Le Plan de la construction pour lutter contre la fraude et le dumping social

09/07/15 à 11:50 - Mise à jour à 11:50

Source: Belga

Organisations sectorielles, syndicats et autorités publiques ont convenu d'une batterie de 40 mesures pour lutter contre la fraude sociale et le dumping social dans le secteur de la construction.

Le Plan de la construction pour lutter contre la fraude et le dumping social

/ © istock

Le "Plan pour une concurrence loyale", signé mercredi en présence du Secrétaire d'Etat à la lutte contre la fraude sociale, Bart Tommelein, et du ministre des Classes moyennes, PME et Indépendants, Willy Borsus, doit permettre d'enrayer les pertes d'emplois et de renforcer la compétitivité du secteur de la construction belge.

Malgré une activité croissante, le secteur de la construction, qui pèse quelque 652.000 emplois directs et indirects, a perdu près de 15.000 emplois en Belgique en trois ans et 10.000 emplois supplémentaires seraient menacés. En cause: une concurrence déloyale et un dumping social exercés notamment au départ de l'Europe de l'Est et du Sud, mais aussi un recours abusif et illégal au principe de détachement de travailleurs au sein de l'Union européenne.

Le plan signé ce mercredi, qui est le fruit d'une table ronde lancée début février, prévoit donc 40 mesures concrètes pour lutter contre ces fléaux qui minent le secteur.

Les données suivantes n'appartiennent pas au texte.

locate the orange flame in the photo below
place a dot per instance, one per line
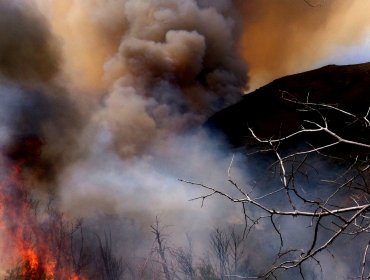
(30, 243)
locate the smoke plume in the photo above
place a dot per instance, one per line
(286, 37)
(102, 100)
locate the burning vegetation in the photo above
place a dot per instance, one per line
(101, 107)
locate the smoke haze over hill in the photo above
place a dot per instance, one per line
(102, 101)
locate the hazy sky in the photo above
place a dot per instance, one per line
(285, 37)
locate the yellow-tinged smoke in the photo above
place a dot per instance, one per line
(281, 37)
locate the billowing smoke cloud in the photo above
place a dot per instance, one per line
(285, 37)
(27, 49)
(162, 68)
(116, 124)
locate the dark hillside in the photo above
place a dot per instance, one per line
(272, 113)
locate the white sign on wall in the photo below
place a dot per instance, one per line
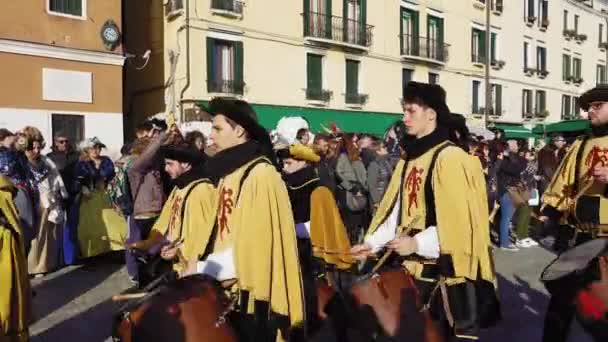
(67, 86)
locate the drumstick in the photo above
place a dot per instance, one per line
(389, 252)
(128, 296)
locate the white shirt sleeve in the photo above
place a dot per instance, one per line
(428, 243)
(303, 230)
(218, 265)
(386, 231)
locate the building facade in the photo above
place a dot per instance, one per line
(62, 62)
(347, 61)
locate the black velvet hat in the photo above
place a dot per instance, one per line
(243, 114)
(431, 95)
(597, 94)
(183, 154)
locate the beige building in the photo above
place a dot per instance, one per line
(59, 73)
(347, 60)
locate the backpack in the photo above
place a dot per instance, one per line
(119, 188)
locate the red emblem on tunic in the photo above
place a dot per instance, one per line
(175, 213)
(412, 183)
(596, 157)
(226, 205)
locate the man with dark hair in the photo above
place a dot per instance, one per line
(189, 211)
(254, 240)
(435, 207)
(578, 194)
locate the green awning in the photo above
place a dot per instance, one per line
(349, 121)
(563, 126)
(516, 131)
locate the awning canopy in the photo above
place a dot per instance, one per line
(563, 127)
(348, 121)
(516, 131)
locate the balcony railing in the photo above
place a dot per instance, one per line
(359, 99)
(425, 48)
(318, 94)
(478, 58)
(234, 6)
(225, 86)
(343, 30)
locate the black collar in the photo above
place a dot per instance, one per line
(414, 148)
(599, 131)
(300, 177)
(228, 161)
(193, 175)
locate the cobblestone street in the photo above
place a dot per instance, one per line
(74, 305)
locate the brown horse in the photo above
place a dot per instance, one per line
(383, 304)
(190, 309)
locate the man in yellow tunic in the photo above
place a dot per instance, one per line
(254, 240)
(15, 293)
(578, 195)
(188, 215)
(436, 207)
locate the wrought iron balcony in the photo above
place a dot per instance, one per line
(478, 58)
(225, 86)
(428, 49)
(234, 6)
(344, 31)
(318, 94)
(358, 99)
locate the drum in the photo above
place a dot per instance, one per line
(190, 309)
(391, 299)
(581, 275)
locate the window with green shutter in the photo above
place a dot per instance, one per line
(314, 72)
(566, 107)
(566, 67)
(496, 99)
(478, 46)
(409, 32)
(225, 66)
(352, 77)
(70, 7)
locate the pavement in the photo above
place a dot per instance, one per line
(74, 304)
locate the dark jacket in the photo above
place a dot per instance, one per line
(379, 175)
(548, 162)
(88, 175)
(510, 171)
(66, 164)
(145, 180)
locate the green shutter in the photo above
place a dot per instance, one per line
(363, 25)
(238, 67)
(492, 46)
(352, 77)
(403, 14)
(415, 33)
(314, 72)
(345, 20)
(475, 96)
(498, 100)
(210, 64)
(306, 14)
(328, 23)
(482, 45)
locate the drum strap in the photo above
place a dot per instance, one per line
(577, 165)
(214, 229)
(184, 204)
(429, 195)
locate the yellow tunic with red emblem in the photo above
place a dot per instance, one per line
(573, 181)
(15, 293)
(460, 208)
(188, 215)
(254, 218)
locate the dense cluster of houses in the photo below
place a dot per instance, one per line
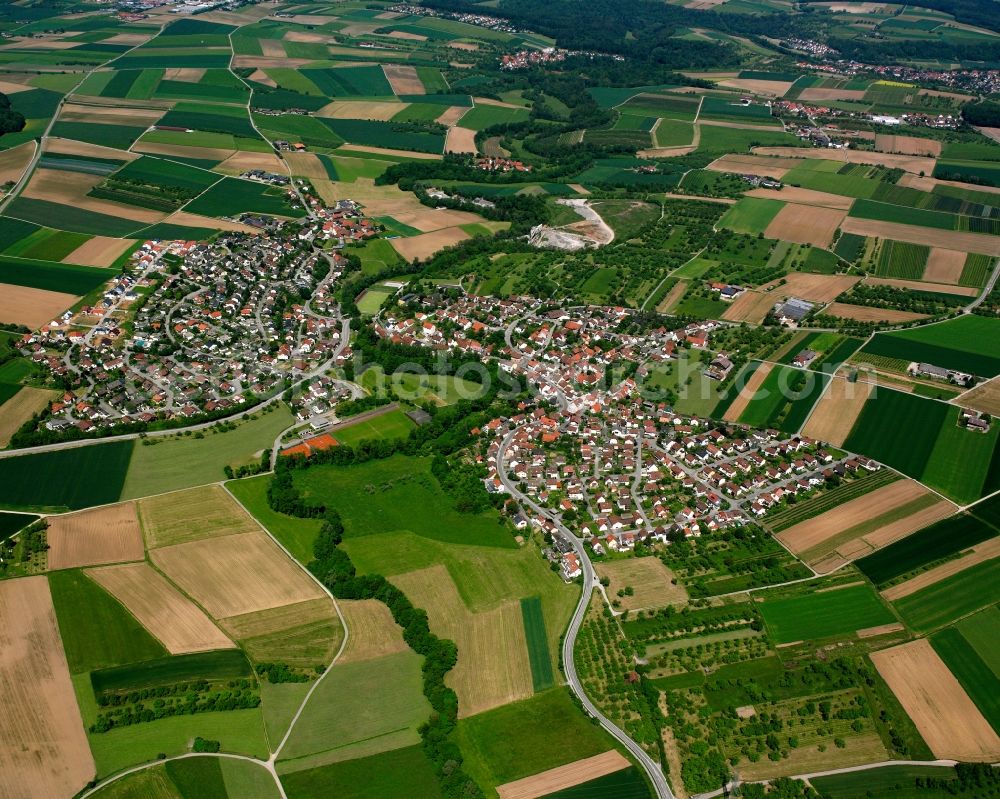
(192, 329)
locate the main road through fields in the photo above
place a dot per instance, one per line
(650, 766)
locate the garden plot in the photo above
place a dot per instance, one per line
(109, 534)
(180, 625)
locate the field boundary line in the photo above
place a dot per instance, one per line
(340, 614)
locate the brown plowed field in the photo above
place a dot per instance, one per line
(907, 145)
(944, 266)
(653, 583)
(180, 625)
(372, 630)
(909, 163)
(426, 244)
(810, 535)
(92, 537)
(805, 224)
(984, 397)
(816, 288)
(740, 403)
(70, 188)
(558, 779)
(863, 313)
(99, 251)
(45, 751)
(751, 306)
(834, 416)
(460, 140)
(22, 406)
(183, 516)
(794, 194)
(20, 305)
(919, 285)
(980, 553)
(493, 667)
(946, 718)
(236, 574)
(403, 79)
(821, 95)
(367, 109)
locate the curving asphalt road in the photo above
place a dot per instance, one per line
(650, 766)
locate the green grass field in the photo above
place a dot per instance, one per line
(952, 598)
(39, 480)
(929, 545)
(392, 425)
(341, 722)
(538, 645)
(296, 534)
(398, 494)
(97, 631)
(964, 343)
(399, 772)
(188, 461)
(534, 732)
(824, 614)
(751, 215)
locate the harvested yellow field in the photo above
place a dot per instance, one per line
(460, 140)
(944, 715)
(307, 165)
(746, 393)
(426, 244)
(14, 161)
(944, 266)
(984, 397)
(980, 553)
(806, 224)
(98, 251)
(750, 306)
(907, 145)
(834, 416)
(45, 750)
(563, 777)
(22, 406)
(800, 196)
(70, 188)
(372, 630)
(303, 634)
(493, 667)
(908, 163)
(73, 147)
(919, 285)
(236, 574)
(864, 313)
(21, 305)
(379, 111)
(93, 537)
(753, 165)
(183, 516)
(649, 579)
(180, 625)
(451, 115)
(403, 79)
(851, 529)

Parmi ces mesures: une extension progressive à tous les chantiers, même les plus petits, d'ici le 1er janvier 2018, de l'enregistrement obligatoire des présences; une limitation à maximum deux du nombre de sous-traitants dans la chaîne verticale; une volonté d'éviter les prix anormalement bas dans les marchés publics, notamment par le biais de la transposition d'une directive européenne en la matière; un meilleur contrôle des employés étrangers via une amélioration du système Limosa ou encore l'organisation de campagnes de sensibilisation.

Il est aussi prévu de mettre en place, pour le 1er octobre 2015, un point de contact central pour la fraude sociale. Ce point de contact offrira "l'assurance qu'une plainte sera bien traitée", selon Bart Tommelein, et mettra fin à une situation un peu chaotique qui voit le Secrétaire d'Etat à la lutte contre la fraude sociale recevoir de temps en à autres, à son domicile ou à son cabinet, des plaintes ou dénonciations, anonymes ou non.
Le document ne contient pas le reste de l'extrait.